The allegations against John Kerry are infinitely more serious. We know -- despite the dissembling of the media on this issue as well -- that he, too, tried to avoid the war, only "volunteering" when he was about to be drafted. But he also is said to have embellished and lied about his service to enhance his resume and to get an early out, perjured himself in Senate testimony, suborned similar perjury from others, and slandered his fellow soldiers, which served as fodder for the enemy to torture POWs. He hung out with murder-contemplating anarchists, negotiated with the North Vietnamese enemy and lobbied vigorously for a course of action that would lead to a bloodbath in Vietnam.

And the claims against the two men are not only qualitatively different in substance, but there is also no comparison in the level of proof between the two cases. In support of the charges against President Bush we have forged documents, the disputed hearsay testimony of a deceased superior, the marginally corroborative testimony of an 86-year-old secretary who admits young Bush was a nice guy even if a bit insubordinate, and a malcontent Democrat hack or two who served in the Guard with him.

Weighing against the charges we have proof that young Bush amassed more service points than were required of him, the family members of the deceased officer who contradict the secretary, the contradictory testimony of the daughter of one of the Democrat hacks and common sense. We are expected to believe Cmdr. Killian allowed young Bush to openly disobey orders and merely wrote a whining memo to himself for the file? That wouldn't have happened in the Guard I served in -- not in a million years.

In support of the charges against young John Kerry we have 250 Swift Boat veterans of all political stripes, many of them decorated, who have firsthand knowledge of what they describe. Far, far fewer of those who served with Kerry support him and/or his version of the events. And as for the more damning charges -- that he slandered the troops and nation under oath and confessed to his own crimes -- we have our own eyes and ears. Many of us have watched his Senate testimony and the Dick Cavett debate, and we know what he said.

Moreover, Kerry has never retracted, nor apologized for what he said. He has never explained why he shouldn't have been punished for his self-confessed war atrocities. He has never explained why he trashed his fellow soldiers and why he was integrally involved with a group contemplating assassination. This is a sordid past. And, contrasted to President Bush, John Kerry has never changed his colors in the last 30 years.
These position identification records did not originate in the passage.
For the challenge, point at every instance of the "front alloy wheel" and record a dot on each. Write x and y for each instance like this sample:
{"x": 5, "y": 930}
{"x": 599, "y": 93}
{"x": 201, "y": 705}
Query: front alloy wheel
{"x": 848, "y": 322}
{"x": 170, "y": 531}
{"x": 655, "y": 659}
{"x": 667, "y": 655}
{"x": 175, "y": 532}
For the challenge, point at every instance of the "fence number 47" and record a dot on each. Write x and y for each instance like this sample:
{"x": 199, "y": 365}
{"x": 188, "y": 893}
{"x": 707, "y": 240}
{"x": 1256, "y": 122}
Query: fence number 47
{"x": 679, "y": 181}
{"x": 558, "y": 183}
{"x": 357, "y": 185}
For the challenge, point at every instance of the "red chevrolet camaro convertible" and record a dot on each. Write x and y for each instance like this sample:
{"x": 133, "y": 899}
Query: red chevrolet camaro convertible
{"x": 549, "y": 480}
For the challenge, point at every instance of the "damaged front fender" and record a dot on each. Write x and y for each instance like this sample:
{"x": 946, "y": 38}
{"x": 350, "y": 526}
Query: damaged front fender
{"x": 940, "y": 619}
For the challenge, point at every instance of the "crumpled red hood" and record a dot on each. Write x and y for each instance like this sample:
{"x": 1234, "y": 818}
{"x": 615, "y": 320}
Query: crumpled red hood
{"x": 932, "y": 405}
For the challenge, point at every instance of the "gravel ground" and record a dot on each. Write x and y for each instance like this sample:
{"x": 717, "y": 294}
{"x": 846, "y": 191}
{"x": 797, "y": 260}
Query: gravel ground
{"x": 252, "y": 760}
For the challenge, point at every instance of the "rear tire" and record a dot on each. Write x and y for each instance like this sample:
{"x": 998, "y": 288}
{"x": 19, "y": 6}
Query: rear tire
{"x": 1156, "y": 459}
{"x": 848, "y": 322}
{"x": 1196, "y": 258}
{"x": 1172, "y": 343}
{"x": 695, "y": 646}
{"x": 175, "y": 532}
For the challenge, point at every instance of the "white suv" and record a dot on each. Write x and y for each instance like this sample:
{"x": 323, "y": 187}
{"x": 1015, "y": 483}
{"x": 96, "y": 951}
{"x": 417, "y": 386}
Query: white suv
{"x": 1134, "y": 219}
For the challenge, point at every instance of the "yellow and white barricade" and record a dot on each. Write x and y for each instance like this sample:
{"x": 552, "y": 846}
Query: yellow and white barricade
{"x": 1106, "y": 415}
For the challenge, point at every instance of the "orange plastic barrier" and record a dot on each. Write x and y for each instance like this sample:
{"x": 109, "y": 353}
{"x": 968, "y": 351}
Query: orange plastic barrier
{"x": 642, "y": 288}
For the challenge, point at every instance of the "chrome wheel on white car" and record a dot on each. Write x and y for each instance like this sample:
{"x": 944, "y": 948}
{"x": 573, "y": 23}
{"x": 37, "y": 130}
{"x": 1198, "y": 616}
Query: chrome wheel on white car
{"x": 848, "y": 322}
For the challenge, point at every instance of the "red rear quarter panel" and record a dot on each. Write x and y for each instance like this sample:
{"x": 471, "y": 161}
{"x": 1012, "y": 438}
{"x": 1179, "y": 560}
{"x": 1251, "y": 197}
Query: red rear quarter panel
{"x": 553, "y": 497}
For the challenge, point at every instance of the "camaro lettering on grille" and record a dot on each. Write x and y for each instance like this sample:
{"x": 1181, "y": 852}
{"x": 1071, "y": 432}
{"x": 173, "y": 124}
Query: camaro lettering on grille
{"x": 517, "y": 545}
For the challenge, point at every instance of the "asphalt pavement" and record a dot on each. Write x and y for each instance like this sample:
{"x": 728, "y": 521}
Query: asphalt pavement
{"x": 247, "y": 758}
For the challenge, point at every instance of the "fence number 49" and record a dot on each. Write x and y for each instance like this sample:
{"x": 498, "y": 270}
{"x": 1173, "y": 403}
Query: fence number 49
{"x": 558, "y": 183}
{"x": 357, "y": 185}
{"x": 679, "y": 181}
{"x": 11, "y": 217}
He has remained adamantly anti-defense and remains the arrogant elitist he always was.

As to the respective charges against Bush and Kerry, it's undeniable that those against Kerry are far more serious, supported by much stronger evidence and much more relevant to the question of fitness for commander in chief. Yet the Old Media ignores the claims against Kerry and investigates to death the ones against President Bush. The Old Media richly deserves its diminishing fate.